University of Toronto Students Developed a New Method for Bioprinting
The so-called competition refine medical technologies based on 3D printing has intensified the production of such things from lightweight casts to body parts. Among the participants there are establishments of various sizes and levels, including amateur producers, as biotech hackers BioCurious have presented clear instructions concerning assembling a DIY bioprinter . In search for new ways of healing lesions and burns with 3D printed skin, the US army has proved to be the main candidate to win the contest; however the Canadian team, who has just entered the championship, has won the main award.
Arianna McAllister and Lian Leng – engineering students from Toronto – won the first award during the Canadian branch of the 2014 James Dyson Awards program having represented their PrintAlive Bioprinter. They received a $3,500 prize and a chance to take part in the international competition, in which teams from 18 countries will struggle for $50,000 more.

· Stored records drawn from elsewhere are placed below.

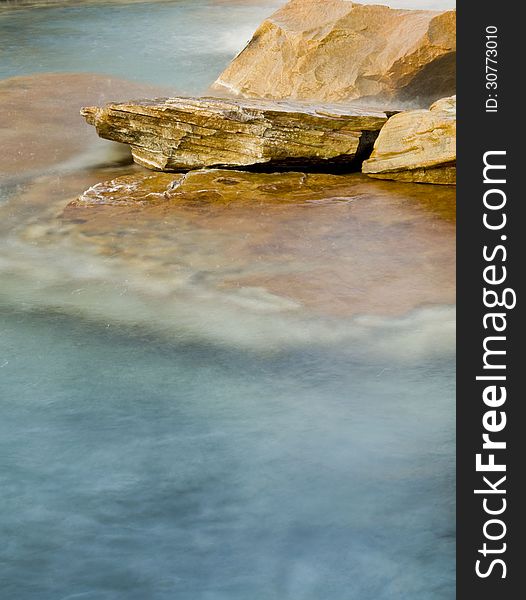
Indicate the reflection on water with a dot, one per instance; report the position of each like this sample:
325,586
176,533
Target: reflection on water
210,401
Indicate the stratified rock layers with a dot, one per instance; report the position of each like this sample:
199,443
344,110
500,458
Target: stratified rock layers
172,134
335,50
417,146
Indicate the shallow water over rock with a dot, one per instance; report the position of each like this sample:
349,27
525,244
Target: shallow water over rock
244,394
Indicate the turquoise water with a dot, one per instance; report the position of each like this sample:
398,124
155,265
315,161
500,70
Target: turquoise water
181,44
164,436
133,468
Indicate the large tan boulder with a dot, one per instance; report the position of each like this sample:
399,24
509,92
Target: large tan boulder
172,134
418,146
336,50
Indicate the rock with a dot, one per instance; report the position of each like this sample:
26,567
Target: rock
336,50
333,244
45,131
217,186
177,134
418,146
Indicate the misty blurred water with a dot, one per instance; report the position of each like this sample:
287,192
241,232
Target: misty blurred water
163,437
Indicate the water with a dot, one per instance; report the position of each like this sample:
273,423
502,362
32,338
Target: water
212,402
163,43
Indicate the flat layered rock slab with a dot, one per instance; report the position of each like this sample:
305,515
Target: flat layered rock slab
336,51
417,146
179,134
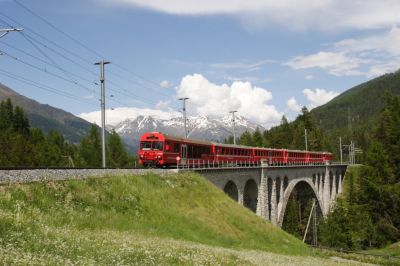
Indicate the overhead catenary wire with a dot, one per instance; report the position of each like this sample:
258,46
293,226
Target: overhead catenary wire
43,86
125,93
91,50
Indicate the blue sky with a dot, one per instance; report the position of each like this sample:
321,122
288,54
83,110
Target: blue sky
262,58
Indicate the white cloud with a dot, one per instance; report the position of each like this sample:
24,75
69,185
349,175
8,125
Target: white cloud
306,14
207,98
120,114
367,56
165,84
242,65
163,105
293,105
335,63
318,97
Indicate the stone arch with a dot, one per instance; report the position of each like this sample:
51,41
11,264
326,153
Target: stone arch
250,196
330,183
285,183
289,191
337,182
269,186
278,181
231,190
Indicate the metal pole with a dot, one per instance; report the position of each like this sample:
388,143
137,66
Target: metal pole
183,99
305,137
103,112
233,122
341,152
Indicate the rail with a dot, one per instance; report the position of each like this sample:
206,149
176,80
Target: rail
206,164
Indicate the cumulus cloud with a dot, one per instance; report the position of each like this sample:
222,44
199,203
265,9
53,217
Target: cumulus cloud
367,56
335,63
117,115
317,97
207,98
242,65
165,84
293,105
310,14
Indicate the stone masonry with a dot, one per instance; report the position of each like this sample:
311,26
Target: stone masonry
275,185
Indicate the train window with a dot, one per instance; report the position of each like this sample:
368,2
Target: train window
176,147
167,146
145,145
157,145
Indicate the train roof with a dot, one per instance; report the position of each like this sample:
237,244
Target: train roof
204,142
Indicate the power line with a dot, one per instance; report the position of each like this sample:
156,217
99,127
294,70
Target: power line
43,86
57,29
45,71
31,39
74,62
86,47
44,61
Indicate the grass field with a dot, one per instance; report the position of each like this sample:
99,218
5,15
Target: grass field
143,220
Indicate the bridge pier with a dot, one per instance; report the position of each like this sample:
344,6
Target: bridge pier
275,184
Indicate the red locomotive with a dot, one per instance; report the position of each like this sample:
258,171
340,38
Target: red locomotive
160,150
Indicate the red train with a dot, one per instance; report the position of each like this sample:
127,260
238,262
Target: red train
160,150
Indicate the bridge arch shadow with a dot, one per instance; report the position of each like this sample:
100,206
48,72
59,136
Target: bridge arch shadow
250,195
231,190
305,184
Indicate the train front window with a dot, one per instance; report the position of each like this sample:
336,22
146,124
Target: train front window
157,145
145,145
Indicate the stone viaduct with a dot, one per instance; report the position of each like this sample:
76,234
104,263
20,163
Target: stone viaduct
266,189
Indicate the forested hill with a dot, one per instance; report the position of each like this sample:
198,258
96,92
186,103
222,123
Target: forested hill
361,103
47,117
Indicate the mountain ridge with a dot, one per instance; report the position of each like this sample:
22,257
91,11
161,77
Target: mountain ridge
47,117
199,127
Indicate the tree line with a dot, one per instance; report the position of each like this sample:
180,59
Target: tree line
287,135
25,146
368,213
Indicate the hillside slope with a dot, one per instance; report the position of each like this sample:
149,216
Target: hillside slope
363,103
47,117
175,219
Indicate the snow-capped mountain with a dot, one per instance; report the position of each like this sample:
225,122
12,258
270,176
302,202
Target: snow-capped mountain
199,127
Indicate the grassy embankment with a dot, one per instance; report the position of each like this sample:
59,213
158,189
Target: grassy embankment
176,219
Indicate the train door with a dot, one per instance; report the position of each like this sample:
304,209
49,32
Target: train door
183,153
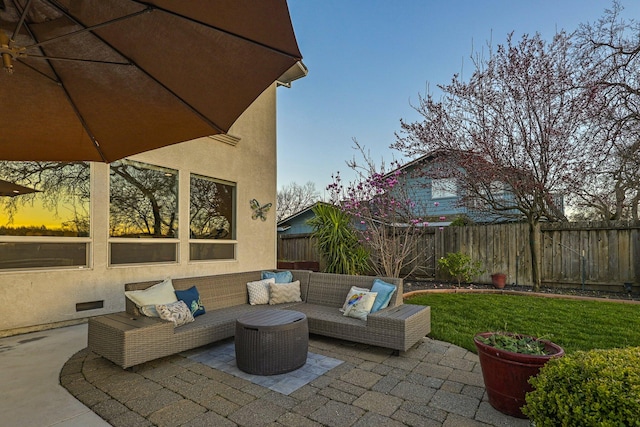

The James Dyson Foundation, a non-profit dedicated to supporting young people, who do research in scientific and engineering fields, makes use of annual award programme to encourage further development of students’ projects and designs to solve the problem. The problem was raised by Toronto team and is twofold. On the one hand severe burns can lead to severe damage of skin (both outer and inner layers – also known as the epidermis and the dermis) that are made up of a number of cells and structures of cells, which need special treatment.
In that case Leng tells CBC news explained that regeneration is a long and difficult process for the whole body. So if it can close the wounds quickly, that will mean that the scientific world is close to reaching its highest goal. On the other hand, the team were willing to create flexible skin-like materials using 3D printing that would continue to exist after grafting procedures. They found out that conventional 3D printers worked better with hard materials and didn’t manage to develop skin grafts with a great number of layers of cells that required various conditions.
The students worked together with Axel Guenther, an associate professor of mechanical and industrial engineering from Toronto University, Boyang Zhang, recent PhD, and Dr. Marc Jeschke, burn surgeon, to create a new type of printer cartridge. This particular cartridge has a number of pretty small channels with liquid environment and full of skin cells that are necessary for them. Before printing the dermal and epidermal cells together with the necessary liquid are kept in two separate channels.
While printing each layer of the new skin is dispensed as a liquid into another liquid that makes it more solid and turns into a gel. The two gel layers are printed together (one onto another) and the biodegradable dressing full of the cells thus appears which can treat deep wounds and injuries. So far 3D printed skin grafts have saved immune-compromised mice to heal wounds. In the nearest future the team plans to experiment with large grafts in pigs and then to start clinical trials on humans in about three years. This summer the US Army announced that its scientists are going to start clinical trials soon to examine their own skin printing techniques.